House subcommittee approves bill that would cut OSHA funding
Washington – OSHA’s budget would decrease by $18.4 million in fiscal 2017 as part of a draft bill released by the House Appropriations Committee.
The House Appropriations Labor, Health and Human Services, Education and Related Agencies Subcommittee met July 7 to mark up the text of the Labor, Health and Human Services funding bill for FY17. At press time, the bill has yet to be scheduled to go before the full House.
The proposed OSHA budget of $534.4 million would represent about a 3.3 percent decrease from fiscal year 2016 and fall far short of President Barack Obama’s requested $595 million.
If approved in a final spending bill, the cuts would create new challenges for OSHA, whose funding has held steady in recent years:
- $552.8 million in 2016
- $552.8 million in 2015
- $552.3 million in 2014
OSHA is not the only agency facing a possible budget crunch. The funding bill allots $350.5 million for the Mine Safety and Health Administration, which is $25.4 million (6.8 percent) below its 2016 level.

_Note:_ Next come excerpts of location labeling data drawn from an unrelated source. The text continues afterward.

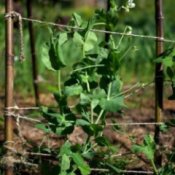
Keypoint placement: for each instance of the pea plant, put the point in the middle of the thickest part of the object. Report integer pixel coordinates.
(91, 89)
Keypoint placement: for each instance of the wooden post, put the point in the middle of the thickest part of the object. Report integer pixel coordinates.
(9, 79)
(158, 76)
(33, 53)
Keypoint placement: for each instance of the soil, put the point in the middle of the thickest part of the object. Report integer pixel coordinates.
(140, 110)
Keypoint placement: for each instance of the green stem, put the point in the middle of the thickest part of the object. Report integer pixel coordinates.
(87, 84)
(154, 167)
(109, 91)
(99, 116)
(59, 82)
(119, 43)
(92, 114)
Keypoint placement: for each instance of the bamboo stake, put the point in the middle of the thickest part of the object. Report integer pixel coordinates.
(33, 52)
(9, 79)
(158, 76)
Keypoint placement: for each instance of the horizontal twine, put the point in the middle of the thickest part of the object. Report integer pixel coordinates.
(99, 30)
(24, 162)
(107, 124)
(161, 39)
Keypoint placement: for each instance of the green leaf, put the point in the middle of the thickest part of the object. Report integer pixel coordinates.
(77, 19)
(84, 99)
(43, 127)
(73, 90)
(81, 164)
(147, 148)
(71, 51)
(102, 141)
(65, 149)
(90, 41)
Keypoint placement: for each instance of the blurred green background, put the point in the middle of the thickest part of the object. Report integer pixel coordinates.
(138, 63)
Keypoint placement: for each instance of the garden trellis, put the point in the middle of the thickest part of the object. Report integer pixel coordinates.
(12, 111)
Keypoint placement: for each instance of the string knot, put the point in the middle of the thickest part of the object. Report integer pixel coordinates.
(15, 16)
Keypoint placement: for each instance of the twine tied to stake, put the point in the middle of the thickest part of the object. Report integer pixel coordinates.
(15, 16)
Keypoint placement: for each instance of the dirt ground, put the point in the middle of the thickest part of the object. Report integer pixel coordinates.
(140, 110)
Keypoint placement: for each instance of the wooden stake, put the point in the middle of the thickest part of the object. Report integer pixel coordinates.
(33, 53)
(158, 76)
(9, 79)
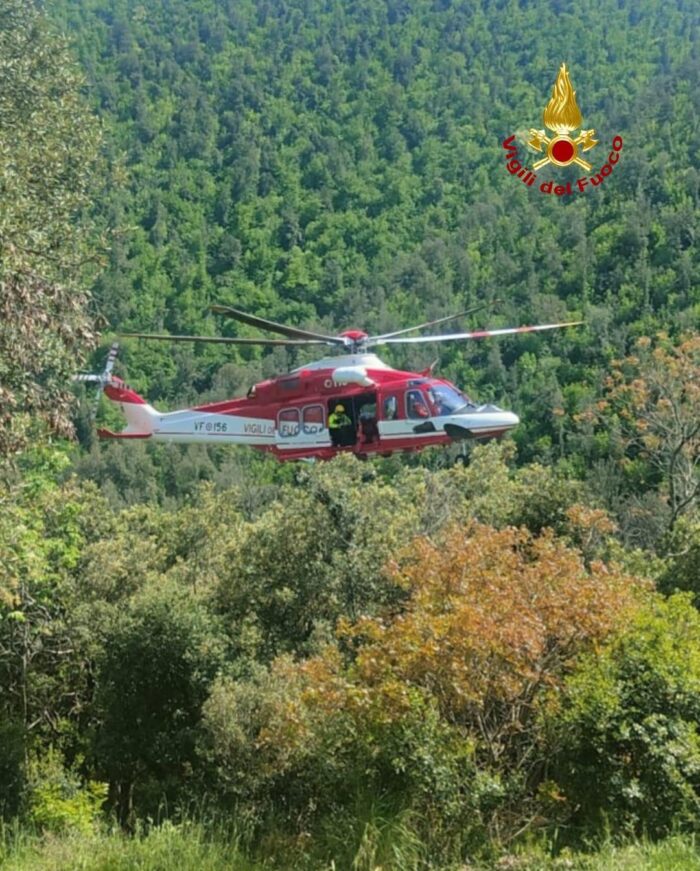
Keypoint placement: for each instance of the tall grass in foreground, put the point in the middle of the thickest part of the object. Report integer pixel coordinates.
(383, 846)
(165, 848)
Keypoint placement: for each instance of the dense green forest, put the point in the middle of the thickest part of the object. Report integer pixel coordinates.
(210, 660)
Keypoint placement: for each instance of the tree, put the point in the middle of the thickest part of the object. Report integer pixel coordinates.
(158, 659)
(49, 170)
(655, 396)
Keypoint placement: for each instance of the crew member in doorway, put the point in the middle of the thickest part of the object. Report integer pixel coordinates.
(337, 423)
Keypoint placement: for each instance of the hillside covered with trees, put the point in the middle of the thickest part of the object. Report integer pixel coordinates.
(209, 660)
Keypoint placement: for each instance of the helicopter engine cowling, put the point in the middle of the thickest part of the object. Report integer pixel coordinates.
(352, 375)
(486, 421)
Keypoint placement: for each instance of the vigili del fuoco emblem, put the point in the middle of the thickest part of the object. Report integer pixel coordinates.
(561, 117)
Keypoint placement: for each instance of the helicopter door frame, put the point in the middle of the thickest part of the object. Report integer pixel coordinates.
(300, 426)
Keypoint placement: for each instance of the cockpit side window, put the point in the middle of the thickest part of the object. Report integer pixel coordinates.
(390, 408)
(446, 400)
(416, 406)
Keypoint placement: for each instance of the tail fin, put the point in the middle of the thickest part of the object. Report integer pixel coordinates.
(141, 417)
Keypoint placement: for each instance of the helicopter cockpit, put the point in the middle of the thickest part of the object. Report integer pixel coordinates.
(446, 399)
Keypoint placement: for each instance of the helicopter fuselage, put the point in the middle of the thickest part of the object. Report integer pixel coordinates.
(385, 410)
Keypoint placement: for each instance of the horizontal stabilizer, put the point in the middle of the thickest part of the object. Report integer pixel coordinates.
(108, 434)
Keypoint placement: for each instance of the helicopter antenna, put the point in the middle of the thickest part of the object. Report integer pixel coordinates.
(101, 379)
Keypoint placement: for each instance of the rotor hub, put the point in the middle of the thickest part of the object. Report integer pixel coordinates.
(354, 338)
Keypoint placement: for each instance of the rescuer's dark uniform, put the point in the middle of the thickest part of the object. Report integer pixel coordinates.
(338, 424)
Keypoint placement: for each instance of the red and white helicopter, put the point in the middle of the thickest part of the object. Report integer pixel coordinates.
(384, 409)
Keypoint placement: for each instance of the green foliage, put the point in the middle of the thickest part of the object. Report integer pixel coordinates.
(188, 846)
(626, 749)
(49, 169)
(682, 564)
(57, 801)
(157, 661)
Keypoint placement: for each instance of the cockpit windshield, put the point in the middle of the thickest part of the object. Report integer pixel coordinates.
(447, 400)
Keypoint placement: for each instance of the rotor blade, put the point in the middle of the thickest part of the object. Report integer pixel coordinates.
(477, 334)
(223, 340)
(263, 324)
(96, 403)
(94, 379)
(111, 357)
(434, 323)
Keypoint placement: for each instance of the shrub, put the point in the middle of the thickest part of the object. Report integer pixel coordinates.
(625, 746)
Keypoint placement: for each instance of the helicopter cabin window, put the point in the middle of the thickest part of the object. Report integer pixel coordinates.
(416, 406)
(313, 420)
(288, 423)
(289, 384)
(391, 407)
(446, 400)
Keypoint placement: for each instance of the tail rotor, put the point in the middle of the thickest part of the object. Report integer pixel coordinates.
(102, 379)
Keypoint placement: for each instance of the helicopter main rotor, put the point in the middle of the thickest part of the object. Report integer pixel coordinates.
(350, 341)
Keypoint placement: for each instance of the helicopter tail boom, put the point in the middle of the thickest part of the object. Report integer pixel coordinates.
(140, 416)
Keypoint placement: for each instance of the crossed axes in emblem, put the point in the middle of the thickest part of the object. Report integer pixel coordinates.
(540, 138)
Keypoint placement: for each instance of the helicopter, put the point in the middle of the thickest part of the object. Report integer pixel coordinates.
(383, 410)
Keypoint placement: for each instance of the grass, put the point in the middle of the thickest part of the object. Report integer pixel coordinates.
(383, 846)
(165, 848)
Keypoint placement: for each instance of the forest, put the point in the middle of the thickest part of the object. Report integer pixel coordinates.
(212, 660)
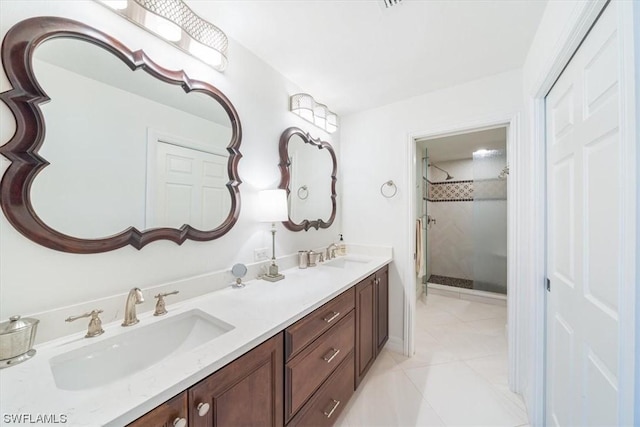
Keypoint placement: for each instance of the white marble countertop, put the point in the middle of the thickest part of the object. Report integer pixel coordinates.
(257, 312)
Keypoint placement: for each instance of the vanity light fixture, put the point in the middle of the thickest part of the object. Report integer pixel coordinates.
(273, 208)
(176, 23)
(306, 107)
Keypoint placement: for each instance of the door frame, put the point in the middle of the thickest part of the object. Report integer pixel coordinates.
(511, 121)
(628, 377)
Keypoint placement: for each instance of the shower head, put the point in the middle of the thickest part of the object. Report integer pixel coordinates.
(448, 178)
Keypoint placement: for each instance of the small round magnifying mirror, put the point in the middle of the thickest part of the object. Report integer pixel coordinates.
(238, 271)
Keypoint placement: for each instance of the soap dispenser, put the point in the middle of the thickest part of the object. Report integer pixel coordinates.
(342, 247)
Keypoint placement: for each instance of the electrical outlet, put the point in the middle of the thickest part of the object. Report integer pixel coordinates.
(261, 254)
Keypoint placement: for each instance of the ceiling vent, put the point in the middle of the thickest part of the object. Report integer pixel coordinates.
(391, 3)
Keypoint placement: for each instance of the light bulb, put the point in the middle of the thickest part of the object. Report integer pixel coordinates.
(163, 27)
(116, 4)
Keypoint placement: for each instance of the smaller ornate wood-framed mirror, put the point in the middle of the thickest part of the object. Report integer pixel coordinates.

“This is the 12th and final Appropriations bill to be considered by the Committee this year. It follows the responsible lead of the legislation before it – investing in proven, effective programs, rolling back over-regulation and overreach by the Administration that kills American jobs, and cutting spending to save hard-earned taxpayer dollars,” House Appropriations Chairman Hal Rogers (R-KY) said in a press release.
House Labor, Health and Human Services, Education and Related Services Subcommittee ranking member Rose DeLauro (D-CT) criticized the cuts during the markup hearing.
“While there are some increases in the bill, which I strongly support, they come at the expense of many priorities that are already underfunded,” DeLauro said.